Die moralische Ökonomie verlässt sich auf die Schriftmedien der Verwaltung als Vermittlungsinstanzen. Die fragliche Verwaltung ist durchaus selbstorganisiert. Doch ist das Formular des Sitzungsprotokolls eben dieser Selbstorganisation vorgängig. Das Unheimliche und Bedrückende der bürokratischen Traditionen Europas besteht in ihrer Fähigkeit, das Geschehene und Geschehende von Grund auf zu verwandeln, manches des Flüchtigen zu verstetigen, anderes gänzlich auszuscheiden, in einem Verfahren, das an die Taxidermie gemahnt.

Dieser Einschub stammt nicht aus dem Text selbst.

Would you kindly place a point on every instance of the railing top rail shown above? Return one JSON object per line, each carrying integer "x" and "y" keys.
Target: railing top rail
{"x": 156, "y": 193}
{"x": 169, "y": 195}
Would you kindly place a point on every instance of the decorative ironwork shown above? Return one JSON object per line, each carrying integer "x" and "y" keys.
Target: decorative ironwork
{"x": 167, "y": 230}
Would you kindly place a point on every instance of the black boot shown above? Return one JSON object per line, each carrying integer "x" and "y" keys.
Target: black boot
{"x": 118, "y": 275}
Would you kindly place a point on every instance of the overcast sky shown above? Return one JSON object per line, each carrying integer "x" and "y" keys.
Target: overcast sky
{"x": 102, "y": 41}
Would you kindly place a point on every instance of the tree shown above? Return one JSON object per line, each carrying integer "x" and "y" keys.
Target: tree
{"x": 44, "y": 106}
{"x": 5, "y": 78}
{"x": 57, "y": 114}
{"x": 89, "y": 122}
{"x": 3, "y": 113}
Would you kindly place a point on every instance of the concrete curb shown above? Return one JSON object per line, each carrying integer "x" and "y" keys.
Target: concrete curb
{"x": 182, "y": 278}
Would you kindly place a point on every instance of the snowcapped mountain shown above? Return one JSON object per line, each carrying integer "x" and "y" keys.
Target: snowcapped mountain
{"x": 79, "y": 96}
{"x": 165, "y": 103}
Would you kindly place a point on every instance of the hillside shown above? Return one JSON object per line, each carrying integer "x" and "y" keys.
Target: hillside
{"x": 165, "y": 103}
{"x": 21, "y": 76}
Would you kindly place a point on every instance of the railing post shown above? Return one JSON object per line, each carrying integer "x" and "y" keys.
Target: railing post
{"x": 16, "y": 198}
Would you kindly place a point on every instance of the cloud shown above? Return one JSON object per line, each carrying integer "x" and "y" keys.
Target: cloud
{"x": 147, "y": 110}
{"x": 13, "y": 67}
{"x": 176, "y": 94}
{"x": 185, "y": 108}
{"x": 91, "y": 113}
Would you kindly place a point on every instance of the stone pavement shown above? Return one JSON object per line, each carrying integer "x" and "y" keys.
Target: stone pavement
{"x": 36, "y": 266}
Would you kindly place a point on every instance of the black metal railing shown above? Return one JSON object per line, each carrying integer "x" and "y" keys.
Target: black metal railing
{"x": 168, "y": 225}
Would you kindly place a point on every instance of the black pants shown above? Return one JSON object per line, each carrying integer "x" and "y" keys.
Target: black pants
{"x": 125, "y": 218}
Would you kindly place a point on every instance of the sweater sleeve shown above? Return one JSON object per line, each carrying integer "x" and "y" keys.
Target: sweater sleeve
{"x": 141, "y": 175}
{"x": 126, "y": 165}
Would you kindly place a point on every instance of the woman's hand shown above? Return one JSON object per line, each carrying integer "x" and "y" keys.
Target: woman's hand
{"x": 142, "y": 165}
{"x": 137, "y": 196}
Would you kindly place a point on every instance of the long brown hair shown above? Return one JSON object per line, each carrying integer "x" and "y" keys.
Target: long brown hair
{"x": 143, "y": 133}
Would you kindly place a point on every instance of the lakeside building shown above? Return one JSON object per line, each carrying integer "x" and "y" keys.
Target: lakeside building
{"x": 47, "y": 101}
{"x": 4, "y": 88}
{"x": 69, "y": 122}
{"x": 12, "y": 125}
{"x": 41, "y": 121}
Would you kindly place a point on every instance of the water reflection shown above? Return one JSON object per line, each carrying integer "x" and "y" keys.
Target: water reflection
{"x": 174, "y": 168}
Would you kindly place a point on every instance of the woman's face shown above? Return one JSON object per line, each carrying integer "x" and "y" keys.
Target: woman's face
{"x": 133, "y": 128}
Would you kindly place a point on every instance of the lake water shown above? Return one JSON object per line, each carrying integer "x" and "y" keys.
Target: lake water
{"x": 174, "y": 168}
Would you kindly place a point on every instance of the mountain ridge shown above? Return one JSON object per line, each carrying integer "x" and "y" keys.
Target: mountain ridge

Dieses bürokratische Unheimliche ist auch in der »gegenseitigen Hilfe« anwesend. Gerade die Trennung von Bergung und Rettung erweist sich als Voraussetzung der Fiktion unmittelbarer Gegenseitigkeit in der Hilfe; und diese Trennung folgt zwar nicht einfach den bürokratischen Formen des Vereinswesens, wie die unterschiedlichen Entwicklungsgänge der Rotterdamer und Amsterdamer Gesellschaften aufzeigen. Doch ohne diese Formen hätte sich die Trennung wohl nicht verstetigen lassen. So schreibt sich die Bürokratie gerade dort fort, wo man sich davon überzeugt hat, dass sie nicht mehr anwesend sein könne.